Отсюда открывается великолепный вид. Черный-черный лес, будто покрытый угольным пеплом, и багровое небо. Такое странное: не видно ни облачка, но цвет его не похож на закатный. Ни звезд, ни луны нет.

— Мои владения скрыты от человеческих глаз, поэтому ночью в окрестностях небо принимает такой оттенок.

— Раз замок скрыт от людей, тогда как я смог попасть сюда?

— Без малейшего понятия, сэр Кэйа.

Странно.

— И все же здесь красиво, — я хмыкаю, решаясь осторожно спросить: — Каким это место было раньше?

Дилюк проводит рукой по каменному бортику балкона, скользит до ужаса прекрасными длинными пальцами по остаткам от статуй маленьких ангелочков. Мои щеки горят, когда я вспоминаю о нашем, пусть и вынужденном, поцелуе.

— При отце оно было роскошным. По несколько балов за один сезон, только самые знатные гости. Сюда съезжались особы со всего света. Женщины в кринолинах, мужчины в парадных мундирах.

Я следую за ним внутрь: мы в огромной зале, которая, кажется, когда-то была столь же красивой, как и в моем сне. Сейчас же здесь сплошные сплетения паутин, пыль и грязь.

Рука Дилюка красуется в изящном жесте, с пальцев срывается тьма. Она клубится, собирается в неясные очертания слуг, почтительно склонившихся перед ним. Они начинают играть вальс, да так безупречно, будто это живые люди.
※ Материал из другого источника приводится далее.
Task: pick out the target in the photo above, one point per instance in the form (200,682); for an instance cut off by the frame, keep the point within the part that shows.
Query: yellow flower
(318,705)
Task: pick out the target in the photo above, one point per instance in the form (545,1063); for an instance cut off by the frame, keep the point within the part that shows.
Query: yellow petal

— Я не умею танцевать… — тихонько говорю я. — И скорее оттопчу Вам все ноги, нежели получится что-то путное.

Рагнвиндр улыбается, все так же протягивая мне ладонь, — приглашая на вальс.

— Прошу, не отказывайте мне. Я помогу вам.
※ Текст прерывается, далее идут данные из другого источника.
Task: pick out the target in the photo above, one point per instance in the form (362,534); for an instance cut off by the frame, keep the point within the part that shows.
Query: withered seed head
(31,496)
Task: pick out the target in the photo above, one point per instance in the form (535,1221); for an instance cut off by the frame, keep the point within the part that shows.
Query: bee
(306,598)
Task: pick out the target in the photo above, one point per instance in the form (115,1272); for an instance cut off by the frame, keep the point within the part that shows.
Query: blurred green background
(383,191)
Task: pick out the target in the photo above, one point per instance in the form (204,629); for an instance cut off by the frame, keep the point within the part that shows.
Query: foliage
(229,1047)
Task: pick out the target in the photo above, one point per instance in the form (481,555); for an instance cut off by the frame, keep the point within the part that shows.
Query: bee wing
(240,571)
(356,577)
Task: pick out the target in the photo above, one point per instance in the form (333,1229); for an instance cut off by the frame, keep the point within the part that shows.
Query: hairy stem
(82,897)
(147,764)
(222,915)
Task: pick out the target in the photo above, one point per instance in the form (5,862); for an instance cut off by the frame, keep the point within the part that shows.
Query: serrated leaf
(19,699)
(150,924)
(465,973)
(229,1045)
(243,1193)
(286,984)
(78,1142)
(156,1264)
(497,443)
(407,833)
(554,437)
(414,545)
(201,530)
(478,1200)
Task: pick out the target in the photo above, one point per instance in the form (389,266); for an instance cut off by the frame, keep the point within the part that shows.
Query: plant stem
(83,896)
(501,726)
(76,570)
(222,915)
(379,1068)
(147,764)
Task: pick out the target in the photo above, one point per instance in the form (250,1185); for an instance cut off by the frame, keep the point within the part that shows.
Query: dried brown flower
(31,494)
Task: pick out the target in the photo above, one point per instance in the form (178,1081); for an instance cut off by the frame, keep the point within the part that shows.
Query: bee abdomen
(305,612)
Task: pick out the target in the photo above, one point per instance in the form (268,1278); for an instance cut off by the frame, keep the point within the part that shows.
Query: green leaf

Как будто причина только в моих неуклюжих ногах. Я чувствую, как медленно превращаюсь в квашню от того, что нахожусь рядом с ним. Без сомнения, это не магия замка, это мои тихие воздыхания по его глубокому тембру голоса и горделивой осанке. Одно его прикосновение ко мне, — и я уже готов кинуться ему на шею, потому что колени трясутся так сильно, что невозможно стоять.
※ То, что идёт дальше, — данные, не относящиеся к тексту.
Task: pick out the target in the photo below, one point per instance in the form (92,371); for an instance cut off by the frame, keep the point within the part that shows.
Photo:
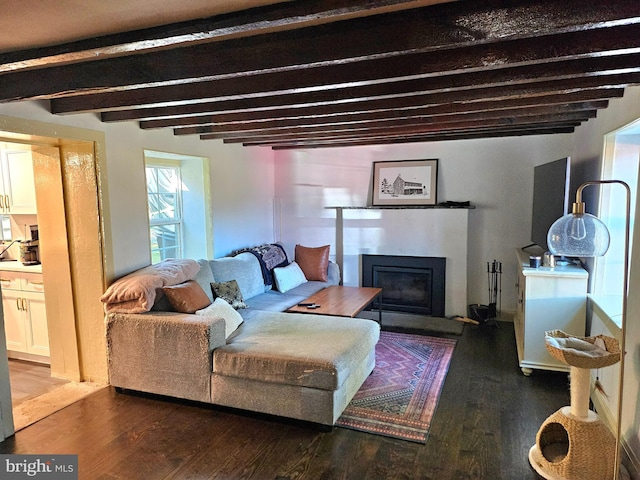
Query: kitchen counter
(16,266)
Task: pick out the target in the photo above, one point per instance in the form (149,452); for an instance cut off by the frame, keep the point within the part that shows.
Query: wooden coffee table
(340,301)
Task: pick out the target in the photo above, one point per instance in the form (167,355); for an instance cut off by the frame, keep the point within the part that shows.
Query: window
(165,211)
(620,162)
(179,203)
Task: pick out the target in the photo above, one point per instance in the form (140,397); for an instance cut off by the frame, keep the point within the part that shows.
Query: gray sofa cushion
(272,301)
(204,277)
(244,268)
(284,348)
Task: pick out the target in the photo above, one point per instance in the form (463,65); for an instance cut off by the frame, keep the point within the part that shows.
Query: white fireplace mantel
(411,231)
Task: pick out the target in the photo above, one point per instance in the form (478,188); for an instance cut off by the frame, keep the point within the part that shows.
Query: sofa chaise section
(295,365)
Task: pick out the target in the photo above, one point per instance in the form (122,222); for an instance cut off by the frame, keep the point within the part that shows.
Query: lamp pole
(623,326)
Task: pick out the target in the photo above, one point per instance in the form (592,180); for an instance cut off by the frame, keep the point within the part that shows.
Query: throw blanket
(270,256)
(137,291)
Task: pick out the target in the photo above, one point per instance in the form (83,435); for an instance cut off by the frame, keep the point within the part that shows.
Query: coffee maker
(29,248)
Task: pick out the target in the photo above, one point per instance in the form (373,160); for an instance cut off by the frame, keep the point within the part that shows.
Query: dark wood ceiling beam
(260,20)
(415,139)
(569,70)
(409,128)
(360,40)
(396,136)
(285,110)
(172,96)
(127,75)
(528,93)
(407,117)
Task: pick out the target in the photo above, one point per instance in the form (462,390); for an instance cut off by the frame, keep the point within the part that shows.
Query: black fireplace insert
(409,284)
И, да, когда он кладет руку на мою талию, я забываю, как дышать. В мыслях на секунду проскакивает напоминание, что он легко может мной управлять.

Ну и что с того? Я бы и без всякого вампирства втюрился бы в него по уши, — мои щеки уже предательски краснеют от того, что я могу думать только о нем.

Мне как-то удается держаться, почти не наступать на его ноги, но от близости я постепенно сгораю. Смотрю на его губы и не сознаю, что говорю.

— Поцелуйте меня.

Его глаза сверкают. Идти на попятную уже поздно, так что у меня есть только один выход: только вперед.

— Не так, как вы целовали меня до этого. Поцелуйте меня так, как одну из девиц, которую вы наверняка водили на этот балкон.

Я склоняюсь к его уху. Тихо шепчу:

— Дилюк, поцелуйте меня так, чтобы я страдал, когда Вы остановитесь.